Joaquín nunca tuvo sueños tan grandes como los de Diego de ser un doctor, o tan interesantes como los de Francisco de ser un jugador de fútbol en la próxima copa mundial. Pero tiene un sueño. Cuando Joaquín tenía trece años de edad, su mamá lo llevo en la camioneta camino a la casa de su tía. Mientras ella estaba ocupada con su hermanito, quien entonces era poco más que un bebé, Joaquín observaba a un joven mucho mayor que los chicos grandes del colegio. Tenía un par de pantalones de mezclilla deshilachados, un par de zapatillas de deporte viejos, una chaqueta negra, la cabeza cubierta con un gorro de lana ocultando sus rulos castaños y sostenía una guitarra.

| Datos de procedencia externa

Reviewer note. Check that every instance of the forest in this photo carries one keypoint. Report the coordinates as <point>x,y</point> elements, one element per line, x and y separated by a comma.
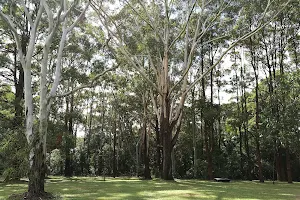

En aquel entonces, Joaquín no conocía muy bien quién era Ricardo Arjona o Carlos Santana, no conocía ni a guitarristas ni a trovadores, ni siquiera había oído mencionar de Silvio Rodríguez ni nadie por el estilo.
Ese chico en la camioneta se llama Marlon González, y en aquel entonces tenía veinte años, estudiaba leyes en la Universidad de San Carlos y tenía una novia llamada Gabriela. Era común encontrar a Marlon cantando canciones en las camionetas. Solía pensar que la música era algo muy importante y que era la mejor forma de contarle su historia a la gente. Así que cantaba canciones que le gustaban, algunas que él escribía, canciones que contaban una historia. Fue entonces que Joaquín conoció lo que era un trovador. Estaba fascinado por como Marlon movía los dedos, como entrecerraba los ojos al cantar y como todos a su alrededor volteaban a verlo mientras cantaba con todo el corazón. Ahí nació el sueño de Joaquín de ser un trovador de camioneta.
Marlon estaba en esa camioneta a las once y veinticuatro minutos de la mañana el 17 de Julio, porque iba camino a juntarse con su novia Gabriela para ir a ver una película y almorzar. Si Marlon no hubiera estado ahí, justo tres semanas antes del cumpleaños número trece de Joaquín él nunca hubiera pedido una guitarra como regalo de cumpleaños y nunca hubiera ido al café internet que había a tres cuadras de su casa y habría encontrado como aprender a tocar guitarra él solo.
Joaquín pasó varios días sentado en el comedor de su casa después de terminar tareas y de cenar, esperando que se acabara el día y que su madre lo mandara a la cama. Eso significaba que otro día había acabado, que su cumpleaños estaba más cerca y que posiblemente recibiría una guitarra. Su madre se preocupó mucho que fuera a decepcionarse si es que no podía conseguir una guitarra de un precio más conveniente antes de la fecha de su cumpleaños, pero lo consiguió.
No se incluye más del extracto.